Example 4 As a catalyst, thallium (I) formate 0.75
g (3 mmol) and reacted at 200 ° C. for 22 hours in the same manner as in Example 1. As a result, 29 mg of dimethyl carbonate was obtained.

[0037]

Examples 5 to 8 In the same manner as in Example 1, 20 ml of ethanol and 30 kg / CO ₂ initial pressure were placed in a 100 ml autoclave.
25 cm ² and thallium (I) ethoxide
React at 0 ° C for 5 hours. After the reaction, the reaction product is cooled down to 150 ° C., the reaction product is opened by opening a valve and trapped by ice-cooling, and the high boiling point containing the catalyst is left in the autoclave.
Then the internal CO ₂ was replaced by cooling to room temperature to 250 ° C. 5 hours were charged with ethanol 20ml and CO ₂ initial pressure 30kg / cm ² again. This operation was repeated four times, and each time, the amount of dimethyl carbonate formed in the trapped reaction product was analyzed by gas chromatography.

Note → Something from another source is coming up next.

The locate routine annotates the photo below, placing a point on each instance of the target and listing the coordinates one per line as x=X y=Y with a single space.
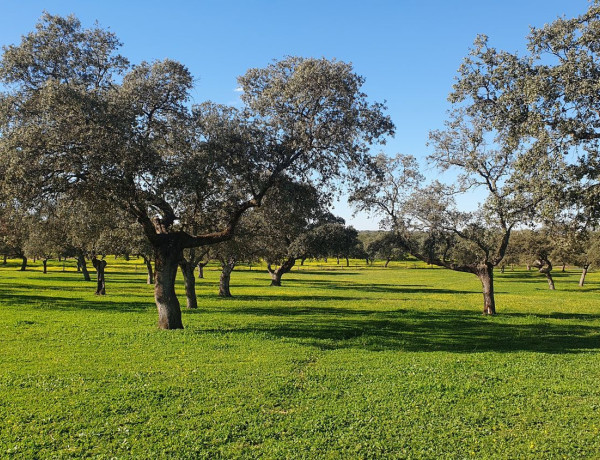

The results are shown in Table 1.

[0039]

[Table 1]

──────────────────────────────────────────────────続 き Continuation of the front page (56) References JP-A-54-70221 (JP, A) JP-A-58-134053 (JP, A) JP-A-54-3012 (JP, A) (58) Field (Int.Cl. ⁷ , DB name) C07C 68/04 C07C 69/96

Claims (1)

(57) [Claims] 1. A method for producing a dialiphatic carbonate, which comprises reacting an aliphatic alcohol with carbon dioxide in the presence of a thallium compound.